Pasal 67 UU ASN menegaskan bahwa penataan status tenaga honorer harus diselesaikan paling lambat pada Desember 2024, dan mulai dari saat UU ini berlaku, instansi pemerintah tidak boleh mengangkat pegawai non-ASN atau tenaga honorer selain Pegawai ASN.
Penataan status tenaga honorer yang dimaksud mencakup verifikasi dan validasi oleh lembaga yang berwenang.

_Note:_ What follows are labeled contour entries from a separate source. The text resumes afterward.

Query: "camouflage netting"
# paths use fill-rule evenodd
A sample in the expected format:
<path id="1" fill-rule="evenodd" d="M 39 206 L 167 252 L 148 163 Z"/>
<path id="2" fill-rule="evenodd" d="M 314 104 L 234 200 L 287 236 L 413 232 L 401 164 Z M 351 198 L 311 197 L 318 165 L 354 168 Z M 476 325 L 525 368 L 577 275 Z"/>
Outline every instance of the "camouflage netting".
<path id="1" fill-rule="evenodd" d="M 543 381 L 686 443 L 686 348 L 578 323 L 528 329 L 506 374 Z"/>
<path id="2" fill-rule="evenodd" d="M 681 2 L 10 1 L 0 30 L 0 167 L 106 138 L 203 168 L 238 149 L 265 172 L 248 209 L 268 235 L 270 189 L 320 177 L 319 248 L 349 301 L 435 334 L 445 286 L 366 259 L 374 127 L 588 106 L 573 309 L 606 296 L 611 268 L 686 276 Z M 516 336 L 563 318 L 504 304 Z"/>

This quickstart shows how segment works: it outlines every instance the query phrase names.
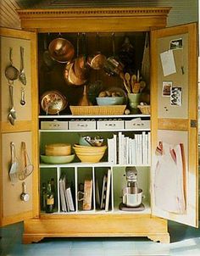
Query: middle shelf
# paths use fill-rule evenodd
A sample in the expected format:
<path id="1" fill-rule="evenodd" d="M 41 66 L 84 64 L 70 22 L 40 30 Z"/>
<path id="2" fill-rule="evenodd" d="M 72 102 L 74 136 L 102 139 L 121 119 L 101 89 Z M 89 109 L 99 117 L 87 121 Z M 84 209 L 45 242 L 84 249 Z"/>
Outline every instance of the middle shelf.
<path id="1" fill-rule="evenodd" d="M 115 214 L 150 211 L 150 168 L 136 167 L 142 204 L 130 211 L 120 209 L 123 188 L 127 186 L 125 166 L 41 168 L 41 209 L 45 210 L 42 187 L 53 181 L 53 214 Z M 43 213 L 44 214 L 44 213 Z"/>

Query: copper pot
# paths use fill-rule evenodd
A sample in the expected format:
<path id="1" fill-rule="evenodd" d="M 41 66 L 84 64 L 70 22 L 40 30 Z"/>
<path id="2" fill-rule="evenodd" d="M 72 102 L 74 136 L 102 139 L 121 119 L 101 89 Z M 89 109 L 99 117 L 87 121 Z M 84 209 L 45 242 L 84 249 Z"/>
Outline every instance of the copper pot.
<path id="1" fill-rule="evenodd" d="M 112 35 L 112 44 L 113 44 L 113 56 L 107 58 L 104 64 L 104 70 L 109 75 L 119 75 L 124 70 L 124 64 L 118 60 L 115 56 L 115 47 L 114 47 L 114 33 Z"/>
<path id="2" fill-rule="evenodd" d="M 70 62 L 75 55 L 75 48 L 72 43 L 60 37 L 50 42 L 48 51 L 51 57 L 60 63 Z"/>
<path id="3" fill-rule="evenodd" d="M 107 58 L 100 52 L 100 42 L 99 42 L 99 35 L 97 34 L 96 42 L 97 45 L 97 51 L 95 54 L 89 56 L 87 58 L 87 64 L 92 67 L 93 70 L 99 70 L 104 67 L 106 63 Z"/>
<path id="4" fill-rule="evenodd" d="M 65 96 L 57 90 L 47 91 L 41 97 L 41 107 L 47 114 L 58 114 L 67 107 L 67 104 Z"/>
<path id="5" fill-rule="evenodd" d="M 79 78 L 75 73 L 75 62 L 67 64 L 64 70 L 64 79 L 69 85 L 82 86 L 86 82 L 86 79 Z"/>

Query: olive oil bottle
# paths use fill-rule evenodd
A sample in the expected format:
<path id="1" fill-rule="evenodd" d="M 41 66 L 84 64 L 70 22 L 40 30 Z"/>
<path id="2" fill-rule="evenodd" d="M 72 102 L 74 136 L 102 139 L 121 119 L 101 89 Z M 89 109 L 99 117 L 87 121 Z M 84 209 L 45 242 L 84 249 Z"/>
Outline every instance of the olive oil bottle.
<path id="1" fill-rule="evenodd" d="M 47 182 L 46 198 L 46 213 L 52 214 L 54 208 L 54 193 L 52 191 L 51 181 Z"/>

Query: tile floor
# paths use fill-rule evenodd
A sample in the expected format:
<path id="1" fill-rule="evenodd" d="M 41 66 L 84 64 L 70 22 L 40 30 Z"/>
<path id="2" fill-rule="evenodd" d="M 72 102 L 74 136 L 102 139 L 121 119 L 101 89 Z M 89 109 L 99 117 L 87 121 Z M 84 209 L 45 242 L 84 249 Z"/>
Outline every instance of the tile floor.
<path id="1" fill-rule="evenodd" d="M 200 255 L 200 228 L 169 222 L 170 244 L 146 237 L 45 238 L 38 243 L 22 244 L 23 224 L 0 229 L 0 255 L 25 256 L 192 256 Z"/>

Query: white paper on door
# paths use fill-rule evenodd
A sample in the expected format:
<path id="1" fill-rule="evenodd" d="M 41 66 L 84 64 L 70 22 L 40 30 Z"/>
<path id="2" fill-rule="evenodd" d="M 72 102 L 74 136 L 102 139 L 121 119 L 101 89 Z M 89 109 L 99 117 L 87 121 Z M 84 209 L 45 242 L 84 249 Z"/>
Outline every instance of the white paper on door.
<path id="1" fill-rule="evenodd" d="M 159 142 L 156 150 L 154 192 L 158 208 L 176 214 L 184 214 L 183 145 Z"/>
<path id="2" fill-rule="evenodd" d="M 175 58 L 172 50 L 161 53 L 160 59 L 161 59 L 164 76 L 176 73 Z"/>

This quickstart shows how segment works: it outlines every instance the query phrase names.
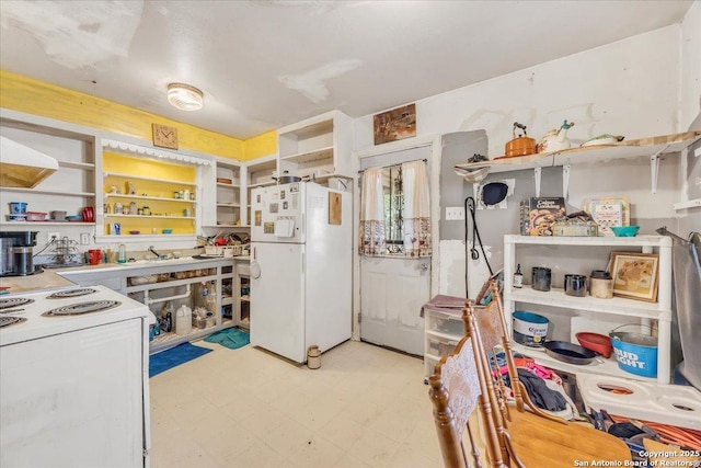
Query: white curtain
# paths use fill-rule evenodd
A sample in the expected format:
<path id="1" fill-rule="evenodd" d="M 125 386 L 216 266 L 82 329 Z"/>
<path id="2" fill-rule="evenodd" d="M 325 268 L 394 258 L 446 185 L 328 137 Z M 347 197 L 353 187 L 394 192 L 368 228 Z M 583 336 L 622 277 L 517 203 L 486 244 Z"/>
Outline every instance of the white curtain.
<path id="1" fill-rule="evenodd" d="M 422 160 L 402 164 L 404 191 L 404 255 L 430 256 L 430 204 L 428 176 Z"/>
<path id="2" fill-rule="evenodd" d="M 382 168 L 370 168 L 363 173 L 360 199 L 359 254 L 386 255 L 387 231 L 382 195 Z"/>

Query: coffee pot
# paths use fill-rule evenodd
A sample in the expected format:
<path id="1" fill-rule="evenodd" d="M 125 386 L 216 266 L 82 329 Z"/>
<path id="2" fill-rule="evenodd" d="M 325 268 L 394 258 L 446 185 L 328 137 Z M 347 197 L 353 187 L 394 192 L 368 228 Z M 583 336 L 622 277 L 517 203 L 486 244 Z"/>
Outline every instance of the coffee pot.
<path id="1" fill-rule="evenodd" d="M 25 276 L 41 272 L 34 270 L 36 235 L 37 231 L 0 231 L 0 276 Z"/>

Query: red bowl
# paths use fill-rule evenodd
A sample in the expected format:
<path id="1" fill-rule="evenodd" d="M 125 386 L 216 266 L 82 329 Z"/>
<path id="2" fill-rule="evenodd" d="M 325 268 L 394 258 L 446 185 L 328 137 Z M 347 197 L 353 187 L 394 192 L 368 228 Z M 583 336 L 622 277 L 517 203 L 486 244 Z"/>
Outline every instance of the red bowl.
<path id="1" fill-rule="evenodd" d="M 609 336 L 588 331 L 581 331 L 575 336 L 577 336 L 577 341 L 582 347 L 599 353 L 606 358 L 611 357 L 613 346 L 611 345 L 611 339 Z"/>

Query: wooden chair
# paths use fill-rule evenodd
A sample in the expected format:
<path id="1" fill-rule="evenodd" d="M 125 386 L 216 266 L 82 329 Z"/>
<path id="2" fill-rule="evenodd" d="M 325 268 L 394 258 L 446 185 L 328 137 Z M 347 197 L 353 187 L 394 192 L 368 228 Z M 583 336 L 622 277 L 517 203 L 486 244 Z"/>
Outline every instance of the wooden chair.
<path id="1" fill-rule="evenodd" d="M 573 467 L 575 460 L 613 460 L 624 463 L 631 460 L 631 453 L 623 441 L 602 431 L 579 424 L 563 423 L 559 418 L 548 413 L 538 414 L 525 411 L 530 402 L 526 389 L 518 380 L 518 374 L 506 336 L 505 319 L 501 308 L 498 292 L 493 289 L 493 300 L 486 307 L 475 309 L 472 301 L 467 301 L 463 309 L 466 334 L 474 343 L 476 370 L 482 374 L 486 387 L 486 399 L 497 409 L 491 412 L 492 425 L 499 440 L 502 458 L 508 466 L 526 467 Z M 501 375 L 492 372 L 491 355 L 497 345 L 503 346 L 507 369 L 517 399 L 508 404 L 505 398 Z M 517 395 L 520 393 L 520 397 Z M 522 399 L 521 404 L 518 398 Z"/>
<path id="2" fill-rule="evenodd" d="M 448 468 L 471 466 L 462 444 L 468 430 L 474 466 L 507 467 L 502 458 L 499 440 L 491 416 L 493 410 L 487 398 L 484 373 L 478 372 L 480 364 L 474 353 L 474 342 L 464 336 L 452 353 L 440 359 L 428 378 L 428 396 L 434 404 L 434 421 L 444 464 Z M 478 407 L 482 415 L 481 433 L 486 438 L 486 454 L 480 453 L 476 440 L 479 434 L 468 425 L 468 420 Z"/>

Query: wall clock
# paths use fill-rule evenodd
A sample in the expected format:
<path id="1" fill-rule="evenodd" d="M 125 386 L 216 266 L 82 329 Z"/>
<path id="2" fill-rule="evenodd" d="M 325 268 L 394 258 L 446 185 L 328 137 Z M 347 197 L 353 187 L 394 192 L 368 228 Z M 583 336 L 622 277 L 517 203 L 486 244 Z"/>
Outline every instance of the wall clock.
<path id="1" fill-rule="evenodd" d="M 177 149 L 177 128 L 153 124 L 153 146 Z"/>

Pasal 66 UU ASN juga melarang pejabat Pembina Kepegawaian dan pejabat lain di instansi pemerintah untuk mengangkat pegawai non-ASN ke jabatan ASN. Pelanggaran larangan ini akan dikenakan sanksi sesuai dengan ketentuan peraturan perundang-undangan yang berlaku.
DPR (Dewan Perwakilan Rakyat) telah mengesahkan Rancangan Undang-Undang (RUU) tentang ASN menjadi undang-undang dalam rapat paripurna. Pengesahan ini didukung oleh mayoritas fraksi di DPR, termasuk PDIP, Golkar, Gerindra, Demokrat, NasDem, PKB, PPP, dan PAN. Hanya Fraksi PKS yang menerima RUU ASN dengan beberapa catatan.